Navdeep Gupta: Yes. So, Warren, just a couple of comments before we get into the specifics. So, we are very confident about the House of Sport strategy. The three stores that we have opened, it’s a handful of stores. But the results, both on the top line and the bottom line that we are seeing are really, really right. And that’s what gives us the confidence that we have. In terms of the impact of these things, that will be recognized over time, as you can imagine. Over the next two years, we intend to open about 20, and like Lauren said in her prepared comments, over the next five years, it could be 75 to 100. So, the benefit will be seen over time. But we are very optimistic about the strategy and the differentiation as well as the ability it provides us to engage with the athlete in a very-differentiated way.
Operator: Our next question comes from Paul Lejuez with Citi.
Paul Lejuez: I’m curious if you can give an update on Going, Going, Gone!. How many did you end the year with? How many are pop-ups versus permanent? And anything you could share in terms of what that added to sales in F ’22? And what’s the plan for F ’23?
Navdeep Gupta: So Paul, in terms of the Going, Going, Gone! stores, like as we call them, permanent, there were 15 of them that we had at the end of the year. We had more warehouse plus those are kind of the 43 temporary locations as we call them, really, really enthusiastic about the strategy. Not only is it allowing us to engage with an athlete and a different profile of an athlete than DICK’S Sporting Goods athlete. So that’s one benefit. In addition, as we have talked about the benefit that this provides in terms of being able to liquidate our inventory and actually get a better recovery rate on that inventory is also a strong asset for us.
Lauren Hobart: I would just add one thing. I think the way we look at the Going, Going, Gone! chain is that it’s a flexible asset. So, we can expand, and we’ve done that with our temporary pop-up locations. We can take those down if we don’t need them or if they’re not working. So, by the time something becomes a Going, Going, Gone! concept, it’s been proven and tested, but the warehouse strategy is very flexible.
Paul Lejuez: Got it. And then, could you just maybe just give a little bit of a further breakdown of CapEx investments for ’23? Just how much of that is at the store level, both new and existing stores versus IT and corporate? Thanks.
Navdeep Gupta: Yes. Paul, the vast majority of the — or the capital investment will be going into stores as we called out, right? Our plan is to open nine new House of Sport locations as well as do the earlier capital investment into the 2024 House of Sport openings. In addition, as we indicated, we’ll be upgrading 100 of our stores to premium full-service footwear decks. There is definitely an investment on the backside in terms of the GameChanger technology, the investments that we are making in personalization as well as the other capability from data and analytics, all of that is also entered in the guidance. But the vast majority of the investment will continue to be store facing.
Operator: The next question comes from John Kernan with Cowen.
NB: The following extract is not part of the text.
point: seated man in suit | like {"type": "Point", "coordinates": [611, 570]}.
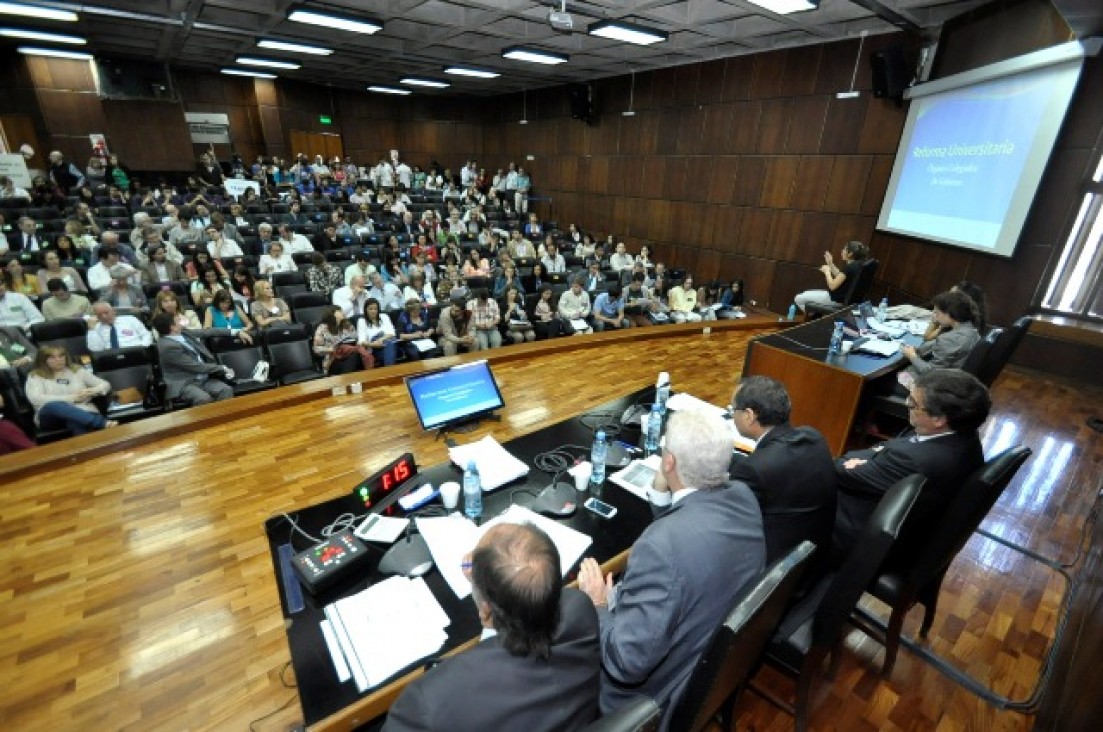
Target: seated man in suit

John Kernan: Congrats on a great year. So, how should we think about the new store productivity contribution from square footage growth? It looks like that the gap between comps and overall reported sales was close to 200 basis points this quarter, which would suggest any new store productivity has come online has been quite productive. So just curious as how should we model, one, new store productivity and overall square footage growth based on the number of stores you’re talking to and also the bigger size of some of them.